As he stopped A Baddon rose to his feet and went inside, and after a moment, Blackwood followed him in
to the darkness of the shop. Though it was a bright day, it seemed that the sunlight was hesitant to come in, as if it were afraid that the old man might charge it admission. The cracked windows were curtained with dirt, and across one of them, running diagonally, was a disgusting finger-written blasphemy that Blackwood, godless as he was, felt obliged to wipe off with his handkerchief.
On the wall to his left stood shelves of paperback books, mostly Westerns, and piles of old magazines that had the same discarded look as newspapers left on trains. Opposite these, hanging from nails, were racks of clothes, and teapots, pots and pans.
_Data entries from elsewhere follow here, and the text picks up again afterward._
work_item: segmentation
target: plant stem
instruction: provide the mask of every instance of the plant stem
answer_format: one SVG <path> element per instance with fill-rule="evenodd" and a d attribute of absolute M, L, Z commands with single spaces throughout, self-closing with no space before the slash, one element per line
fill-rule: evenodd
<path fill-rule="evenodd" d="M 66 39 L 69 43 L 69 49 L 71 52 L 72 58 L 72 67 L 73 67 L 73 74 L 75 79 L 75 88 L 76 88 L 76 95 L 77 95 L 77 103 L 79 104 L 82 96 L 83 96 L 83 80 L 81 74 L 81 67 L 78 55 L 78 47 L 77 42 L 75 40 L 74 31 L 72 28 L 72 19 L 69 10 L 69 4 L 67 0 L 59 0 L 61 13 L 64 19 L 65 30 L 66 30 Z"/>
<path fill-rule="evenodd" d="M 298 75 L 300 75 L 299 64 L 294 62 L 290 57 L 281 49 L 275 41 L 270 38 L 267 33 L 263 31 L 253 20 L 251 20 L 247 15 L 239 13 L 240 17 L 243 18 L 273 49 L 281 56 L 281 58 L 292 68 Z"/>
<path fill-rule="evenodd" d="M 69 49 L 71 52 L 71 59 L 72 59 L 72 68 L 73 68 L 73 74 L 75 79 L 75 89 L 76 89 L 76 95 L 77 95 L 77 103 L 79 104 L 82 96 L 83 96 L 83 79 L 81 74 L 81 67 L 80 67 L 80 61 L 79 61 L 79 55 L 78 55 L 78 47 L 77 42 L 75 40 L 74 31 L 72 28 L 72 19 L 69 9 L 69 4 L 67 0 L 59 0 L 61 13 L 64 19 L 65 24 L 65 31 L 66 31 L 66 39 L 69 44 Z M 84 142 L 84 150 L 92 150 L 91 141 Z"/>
Everything in the shop had a neat, handwritten price tag, and most of the prices had been revised up or down several times in red ink. The old man, Baddon, waited behind a dirty glass counter, watching him. “Good afternoon,” Blackwood said.
“I was about to shut for lunch” the old man replied. He had a harsh Scottish accent that conspired to make even the most innocent word sound like a curse. “Just looking,” Blackwood smiled. “Won’t be a moment. Blackwood went to the bookshelves and cocked his head to read the titles. None of the books appealed to him, and he was about to leave when he caught sight of a broken-backed blue spine, which proclaimed in thick red letters: Ten Terrifying Tales by J.B Reid. Blackwood pulled the book from the shelf. It was a first edition printed in New York in 1938, and the yellow, brittle pages were almost falling apart. The cover showed an amateurish drawing of a woman shrieking in terror at a ghostly figure. She had evidently annoyed the old man for he had gagged her with the price tag of three dollars. It had been a long time since Blackwood had read a ghost story. He was glad to pay the old man and leave the shop before he found a price tag on himself as well.
Dwix’bitud’slekdi’berbod’qadiv
Blackwood lived alone in a large L-shaped house on the corner of a busy street near the beach. He had been content there for many years, until a new neighbour had moved in, a rude, ignorant young man with tattoos on his neck and forearms. Often this neighbour played loud music until early morning, and Blackwood barely slept. But that night, after dinner, there was silence, and so Blackwood settled in bed and began to read the book he had bought at Baddon’s. The first story had the promising title, “The Horror in the Darkness.” Above the word “Horror,” someone had written in red pen, “cliché.” Blackwood tutted and flicked ahead to find that every page was similarly annotated. Blackwood disliked handwriting on books, considering it a kind of desecration. But after reading the first paragraph of the story, he found that he couldn’t disagree with the judgement of the annotator, who had also circled it and scrawled, “Sheer hokum!” The story was so appallingly written that Blackwood only continued reading because of the amusing marginalia. Blackwood was proud of his knack at being able to guess the sex of his students, and even whether they were left or right-handed, from a sample of their writing. But the writing in the book puzzled him. Sometimes it sloped forwards, sometimes steeply backwards. It was usually very neat, but at the most juvenile sections of the book it would become messy and almost illegible, as if the writer had become agitated. Only the dark red ink and the heavy pressure of the pen remained constant.